The present invention provides accurate means of object tracking and tagging in real time for interactive TV applications, streaming video, or the like. This eliminates time consuming and/or error-prone post processing steps involved in locating objects in the video. It is a useful tool for a variety of applications such as advertising and marketing in interactive video. Additionally, the present invention can help advertisers track the amount of time that their products are seen on the screen, and provide other useful information.

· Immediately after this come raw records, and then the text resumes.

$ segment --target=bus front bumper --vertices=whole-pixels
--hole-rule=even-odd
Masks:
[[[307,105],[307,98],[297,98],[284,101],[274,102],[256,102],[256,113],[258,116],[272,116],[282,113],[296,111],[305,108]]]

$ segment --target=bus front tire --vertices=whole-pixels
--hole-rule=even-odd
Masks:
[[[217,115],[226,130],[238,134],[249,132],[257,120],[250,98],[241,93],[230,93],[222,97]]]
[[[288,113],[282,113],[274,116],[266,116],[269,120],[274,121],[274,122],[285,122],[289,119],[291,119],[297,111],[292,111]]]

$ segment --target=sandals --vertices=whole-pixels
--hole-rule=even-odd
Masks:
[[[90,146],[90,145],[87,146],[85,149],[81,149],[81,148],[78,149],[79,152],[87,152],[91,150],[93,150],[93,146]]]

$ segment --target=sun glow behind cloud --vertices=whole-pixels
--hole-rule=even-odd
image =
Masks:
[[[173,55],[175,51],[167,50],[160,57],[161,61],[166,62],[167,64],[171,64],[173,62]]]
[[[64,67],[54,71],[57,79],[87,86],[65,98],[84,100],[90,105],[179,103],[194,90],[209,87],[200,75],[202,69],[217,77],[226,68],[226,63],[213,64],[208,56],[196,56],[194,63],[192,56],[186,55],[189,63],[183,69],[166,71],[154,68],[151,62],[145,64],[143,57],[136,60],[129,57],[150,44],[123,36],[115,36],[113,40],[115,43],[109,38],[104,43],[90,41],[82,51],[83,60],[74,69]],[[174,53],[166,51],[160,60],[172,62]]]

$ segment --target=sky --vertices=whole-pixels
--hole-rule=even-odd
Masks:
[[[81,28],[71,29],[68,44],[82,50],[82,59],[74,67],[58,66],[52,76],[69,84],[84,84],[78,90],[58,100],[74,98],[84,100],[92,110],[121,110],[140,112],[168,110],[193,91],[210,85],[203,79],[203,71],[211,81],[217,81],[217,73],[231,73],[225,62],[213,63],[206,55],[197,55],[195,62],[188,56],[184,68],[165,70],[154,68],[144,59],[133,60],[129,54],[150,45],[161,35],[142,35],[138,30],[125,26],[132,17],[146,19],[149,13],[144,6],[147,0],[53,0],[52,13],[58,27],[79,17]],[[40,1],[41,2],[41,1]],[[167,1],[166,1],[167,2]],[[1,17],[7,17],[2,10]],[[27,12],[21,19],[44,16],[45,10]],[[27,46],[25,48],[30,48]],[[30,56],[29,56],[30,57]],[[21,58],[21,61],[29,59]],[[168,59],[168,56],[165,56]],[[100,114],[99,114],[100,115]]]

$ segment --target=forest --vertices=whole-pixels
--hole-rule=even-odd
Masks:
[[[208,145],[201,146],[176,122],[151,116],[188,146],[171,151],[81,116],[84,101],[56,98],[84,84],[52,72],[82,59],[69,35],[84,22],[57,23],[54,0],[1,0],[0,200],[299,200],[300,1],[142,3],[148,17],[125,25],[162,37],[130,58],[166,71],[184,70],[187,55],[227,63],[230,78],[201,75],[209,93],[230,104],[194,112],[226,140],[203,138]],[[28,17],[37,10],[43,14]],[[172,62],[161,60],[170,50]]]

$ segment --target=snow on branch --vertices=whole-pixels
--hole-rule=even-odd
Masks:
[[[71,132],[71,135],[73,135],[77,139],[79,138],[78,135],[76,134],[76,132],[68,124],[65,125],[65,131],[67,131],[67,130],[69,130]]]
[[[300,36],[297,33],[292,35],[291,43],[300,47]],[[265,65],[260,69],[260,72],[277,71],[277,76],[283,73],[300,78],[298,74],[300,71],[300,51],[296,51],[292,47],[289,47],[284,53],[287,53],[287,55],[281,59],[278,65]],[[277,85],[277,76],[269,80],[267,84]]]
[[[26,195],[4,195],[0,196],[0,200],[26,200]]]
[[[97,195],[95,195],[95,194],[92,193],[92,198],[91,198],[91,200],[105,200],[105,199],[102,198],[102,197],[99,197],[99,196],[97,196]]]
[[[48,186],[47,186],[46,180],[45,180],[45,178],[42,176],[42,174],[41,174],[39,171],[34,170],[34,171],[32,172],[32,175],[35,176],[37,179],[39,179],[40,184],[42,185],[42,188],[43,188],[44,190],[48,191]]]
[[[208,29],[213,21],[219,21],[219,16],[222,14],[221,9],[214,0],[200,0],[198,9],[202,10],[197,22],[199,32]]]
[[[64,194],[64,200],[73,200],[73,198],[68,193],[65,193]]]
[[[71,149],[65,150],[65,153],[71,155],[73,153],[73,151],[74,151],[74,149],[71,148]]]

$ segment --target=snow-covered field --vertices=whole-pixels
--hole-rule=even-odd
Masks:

Note that while the apparatus and methods of the present invention are most advantageously used in conjunction with video or moving images, the present invention can just as readily be applied to still imaging as well, where individual images are captured.
It is understood that the above-described embodiments are illustrative of only a few of the possible specific embodiments which can represent applications of the invention. Numerous and varied other arrangements can be made by those skilled in the art without departing from the spirit and scope of the invention.